ネッツ スモールラインナップで機動力を生かす

ネッツのパワーフォワードはチームメートから「シューティングガードよりも小さい」と笑い話にされるランディ・ホリス・ジェファーソンですが、サイズに関係なくどこでも守れる能力を重用されています。スモールラインナップを多用し、アウトサイドでもインサイドでも選手の特徴に合わせたプレーをさせるため、広いスペースを動き回る八村の能力をうまく引き出してくれるはずです。

ディアンジェロ・ラッセルやスペンサー・ディンウィディーといったアシスト役のポイントガードがいることも八村にとって良い影響を与えてくれそうです。チームも絶好調でプレーオフ圏内に上がってきており、素材型よりも即戦力が欲しいチーム事情にも適合します。むしろ好調すぎて指名順位が下位になりそうなので、そこまで八村が残っているのかどうか。

ジャズ ストックトンに続く『ゴンザガの星』に?

ジャズのシステマティックなバスケットは個人の高い判断力を必要とするため、ドラフトでも戦術理解度の高い『完成された選手』が好まれます。ルディ・ゴベアを中心としたディフェンスが特徴ですが、ビッグマンが少ないチーム事情もあり、複数の役割をこなしているベテランのデリック・フェイバーズの後釜は欲しいはずです。
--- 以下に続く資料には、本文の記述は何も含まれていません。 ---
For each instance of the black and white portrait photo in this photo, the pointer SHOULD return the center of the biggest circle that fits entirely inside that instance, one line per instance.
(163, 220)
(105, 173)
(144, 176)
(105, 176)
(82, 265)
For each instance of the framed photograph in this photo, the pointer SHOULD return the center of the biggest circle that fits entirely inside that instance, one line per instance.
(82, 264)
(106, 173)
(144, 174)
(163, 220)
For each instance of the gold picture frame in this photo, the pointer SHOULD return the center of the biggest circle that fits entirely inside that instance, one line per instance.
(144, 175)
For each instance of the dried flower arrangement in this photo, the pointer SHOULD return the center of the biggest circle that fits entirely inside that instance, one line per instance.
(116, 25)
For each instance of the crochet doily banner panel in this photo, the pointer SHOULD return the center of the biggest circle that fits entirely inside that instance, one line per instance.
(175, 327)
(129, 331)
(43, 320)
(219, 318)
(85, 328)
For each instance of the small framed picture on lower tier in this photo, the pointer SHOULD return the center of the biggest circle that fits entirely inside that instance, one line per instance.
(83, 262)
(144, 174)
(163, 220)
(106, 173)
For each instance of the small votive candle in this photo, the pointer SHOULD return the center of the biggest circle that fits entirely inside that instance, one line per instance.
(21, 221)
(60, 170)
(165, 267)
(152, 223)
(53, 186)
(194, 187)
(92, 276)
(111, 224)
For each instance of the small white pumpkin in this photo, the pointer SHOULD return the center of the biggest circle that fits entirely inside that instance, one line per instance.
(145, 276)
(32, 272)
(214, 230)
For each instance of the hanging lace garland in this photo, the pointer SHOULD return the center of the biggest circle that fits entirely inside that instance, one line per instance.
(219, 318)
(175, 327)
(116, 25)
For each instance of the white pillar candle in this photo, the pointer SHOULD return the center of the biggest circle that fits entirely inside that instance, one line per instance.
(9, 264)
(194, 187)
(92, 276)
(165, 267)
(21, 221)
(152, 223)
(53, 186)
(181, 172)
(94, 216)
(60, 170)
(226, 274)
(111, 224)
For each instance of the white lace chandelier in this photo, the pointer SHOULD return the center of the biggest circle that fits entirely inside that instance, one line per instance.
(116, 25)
直近の一巡目がドノバン・ミッチェルとグレイソン・アレンというガードだったこともあり、もしも八村が残っていれば指名する可能性は高いと言えます。レジェンドのジョン・ストックトンもゴンザガ大出身なので、そういう意味でもプラスの注目を集めるのではないでしょうか。

セルティックス 優勝を狙うチームの即戦力候補に

スモールラインナップを多く使うセルティックスでは、シュート力がありインサイドでも頑張ることのできる八村はフィットしそうです。アル・ホーフォードの役割をこなせるベンチメンバーが足りないチーム事情もあり、優勝を目指す中ではルーキーといえども即戦力候補になり得る選手を指名したいでしょう。

加えてセルティックスは複数の1巡目指名権を保持しており、八村への評価が高ければトレードなどを使って獲得に動きやすい状況です。一方でその指名権を使ってアンソニー・デイビスを狙う噂もあり、その動向次第では狙いたい選手も変わってきます。

NCAA屈指の強豪校ゴンザガ大のエースとなり、ここまで結果を残している八村への注目度は高く、多くのスカウトが観戦に来ています。ドラフトへエントリーすれば指名されるのは確実ですが、その前に全米が注目し大きな盛り上がりを見せるNCAAトーナメントが待っています。『マーチ・マッドネス』(3月の狂気)と呼ばれるここで勝負強さを発揮するとさらに高い評価を得ることになります。

近年のNBAはチームを再建へ一度舵を切ればトレードで大幅に選手が入れ替わり、それに関連して別のチームの状況も大きく変化します。2年前のドラフトではジミー・バトラー関連で指名権と若手選手が動き、またドノバン・ミッチェルに注目したジャズはその時点では大きすぎると思われた対価を払ってトレードを成立させました。NCAA屈指のスター選手である八村を未来に組み込むのはどこのチームなのか。日本で注目されている以上に、その動向は注目されています。